Overcoming the curse of dimensionality in the numerical approximation of parabolic partial differential equations with gradient-dependent nonlinearities

Partial differential equations (PDEs) are a fundamental tool in the modeling of many real world phenomena. In a number of such real world phenomena the PDEs under consideration contain gradient-dependent nonlinearities and are high-dimensional. Such high-dimensional nonlinear PDEs can in nearly all cases not be solved explicitly and it is one of the most challenging tasks in applied mathematics to solve high-dimensional nonlinear PDEs approximately. It is especially very challenging to design approximation algorithms for nonlinear PDEs for which one can rigorously prove that they do overcome the so-called curse of dimensionality in the sense that the number of computational operations of the approximation algorithm needed to achieve an approximation precision of size $\varepsilon$ > 0 grows at most polynomially in both the PDE dimension $d \in \mathbb{N}$ and the reciprocal of the prescribed approximation accuracy $\varepsilon$. In particular, to the best of our knowledge there exists no approximation algorithm in the scientific literature which has been proven to overcome the curse of dimensionality in the case of a class of nonlinear PDEs with general time horizons and gradient-dependent nonlinearities. It is the key contribution of this article to overcome this difficulty.
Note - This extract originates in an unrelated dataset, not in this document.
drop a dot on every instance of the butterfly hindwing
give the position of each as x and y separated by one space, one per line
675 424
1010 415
More specifically, it is the key contribution of this article (i) to propose a new full-history recursive multilevel Picard approximation algorithm for high-dimensional nonlinear heat equations with general time horizons and gradient-dependent nonlinearities and (ii) to rigorously prove that this full-history recursive multilevel Picard approximation algorithm does indeed overcome the curse of dimensionality in the case of such nonlinear heat equations with gradient-dependent nonlinearities.